TLRs recognize their cognate ligands through leucine-rich repeat ectodomains and activate downstream signalling cascades via the Toll/IL-1R (TIR) intracellular domain. TLRs transmit intracellular signals via two main TIR containing adaptors MyD88 and TRIF. With the exception of TLR3 which exclusively signals via TRIF, the MyD88 dependent pathway is triggered via all TLRs. TLR4 holds a unique position in that it signals both via the MyD88 and TRIF pathways. TLR triggering leads to the activation of several key downstream pathways including NF-B, Mitogen Activated Protein Kinases (MAPKs) and Interferon Regulatory Factors (IRF) pathways. Together these pathways control the expression and release of molecules such as NO and reactive oxygen species that mediate pathogen killing as well as pro-inflammatory cyto/chemokines and interferons that coordinate the innate and the subsequent immune responses. Accordingly, genetic mutations resulting in impaired activation of TLRs or the downstream signalling pathways are associated with enhanced susceptibility to microbial infections or inflammatory disorders.

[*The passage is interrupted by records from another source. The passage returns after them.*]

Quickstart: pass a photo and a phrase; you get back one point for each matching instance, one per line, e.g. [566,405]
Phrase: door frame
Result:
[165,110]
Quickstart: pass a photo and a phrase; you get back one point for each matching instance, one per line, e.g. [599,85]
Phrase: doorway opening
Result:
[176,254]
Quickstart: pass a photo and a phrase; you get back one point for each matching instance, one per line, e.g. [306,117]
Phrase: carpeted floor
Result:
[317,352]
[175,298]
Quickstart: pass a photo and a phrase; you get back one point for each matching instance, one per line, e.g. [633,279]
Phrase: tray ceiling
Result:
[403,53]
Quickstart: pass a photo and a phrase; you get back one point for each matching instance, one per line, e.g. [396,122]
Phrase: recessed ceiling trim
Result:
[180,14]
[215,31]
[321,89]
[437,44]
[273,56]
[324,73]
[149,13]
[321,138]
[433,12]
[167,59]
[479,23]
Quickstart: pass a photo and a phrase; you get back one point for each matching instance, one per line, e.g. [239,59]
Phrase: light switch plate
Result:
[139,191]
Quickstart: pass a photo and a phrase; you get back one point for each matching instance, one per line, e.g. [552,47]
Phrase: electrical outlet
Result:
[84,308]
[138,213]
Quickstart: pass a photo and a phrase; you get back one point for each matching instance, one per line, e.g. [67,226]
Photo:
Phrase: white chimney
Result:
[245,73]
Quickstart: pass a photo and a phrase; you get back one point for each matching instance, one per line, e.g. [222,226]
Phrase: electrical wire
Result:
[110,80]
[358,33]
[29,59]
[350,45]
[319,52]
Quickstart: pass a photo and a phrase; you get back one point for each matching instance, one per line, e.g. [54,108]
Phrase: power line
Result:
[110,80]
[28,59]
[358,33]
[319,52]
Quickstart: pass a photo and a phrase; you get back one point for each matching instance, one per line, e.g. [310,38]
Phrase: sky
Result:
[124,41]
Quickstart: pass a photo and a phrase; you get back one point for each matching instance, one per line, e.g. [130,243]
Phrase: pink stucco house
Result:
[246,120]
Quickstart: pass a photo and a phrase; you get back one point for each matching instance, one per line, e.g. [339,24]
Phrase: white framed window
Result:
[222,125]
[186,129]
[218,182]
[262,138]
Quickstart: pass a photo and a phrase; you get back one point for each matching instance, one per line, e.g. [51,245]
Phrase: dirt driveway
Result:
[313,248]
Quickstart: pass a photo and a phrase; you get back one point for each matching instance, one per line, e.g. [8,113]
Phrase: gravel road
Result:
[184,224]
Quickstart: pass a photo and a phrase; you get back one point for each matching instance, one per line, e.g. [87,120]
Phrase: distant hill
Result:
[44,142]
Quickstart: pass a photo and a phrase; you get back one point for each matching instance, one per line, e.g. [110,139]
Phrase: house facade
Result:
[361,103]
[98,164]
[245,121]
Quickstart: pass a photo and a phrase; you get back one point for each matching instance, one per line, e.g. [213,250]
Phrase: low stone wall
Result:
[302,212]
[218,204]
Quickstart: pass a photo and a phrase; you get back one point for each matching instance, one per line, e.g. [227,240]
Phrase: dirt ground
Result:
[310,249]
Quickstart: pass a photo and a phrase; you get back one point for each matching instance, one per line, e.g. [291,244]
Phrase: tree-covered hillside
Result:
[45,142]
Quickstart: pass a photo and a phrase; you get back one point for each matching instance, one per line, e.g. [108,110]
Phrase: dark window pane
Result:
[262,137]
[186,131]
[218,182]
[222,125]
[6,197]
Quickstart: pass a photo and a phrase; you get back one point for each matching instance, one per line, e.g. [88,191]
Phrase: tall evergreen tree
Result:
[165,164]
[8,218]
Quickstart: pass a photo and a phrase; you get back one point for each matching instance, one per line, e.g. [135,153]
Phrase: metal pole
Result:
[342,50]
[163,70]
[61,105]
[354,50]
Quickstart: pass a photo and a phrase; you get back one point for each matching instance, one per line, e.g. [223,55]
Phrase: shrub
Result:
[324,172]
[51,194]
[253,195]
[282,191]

In view of the diversity of MAMPs, in principle any pathogen can be recognized by multiple TLRs. However to mitigate anti-microbial host defences, successful pathogens have evolved strategies that enable them to evade, suppress or delay activation of immune signalling pathways including those via TLRs. Thus the outcome of host-microbial interaction is the product of the balance between innate immune receptor activation and immune escape mechanisms often mediated by microbial virulence factors. The nature of these complex interactions, which varies from one infection to another are not well understood. Furthermore, although primarily evolved to elicit protective host defences it is apparent that excessive activation of TLRs can be very harmful to the host. Hence to mitigate the negative effects of uncontrolled immune responses, in equal measures, the host has evolved intricate regulatory mechanisms as aimed at optimizing anti-microbial host defences with minimal collateral damage to the host. Breakdown in such regulatory mechanisms often results in life threatening immunopathologies (e.g sepsis, inflammatory bowel diseases and psoriasis just to mention a few examples) not only as a result of infections but also in response to the non-infectious commensal. In this Research Topic we aim to feature contributions of different types (Original Research, Methods, Hypothesis & Theory, e.t.c) focusing on role and mechanisms of TLR activation/regulation during host-microbial interactions.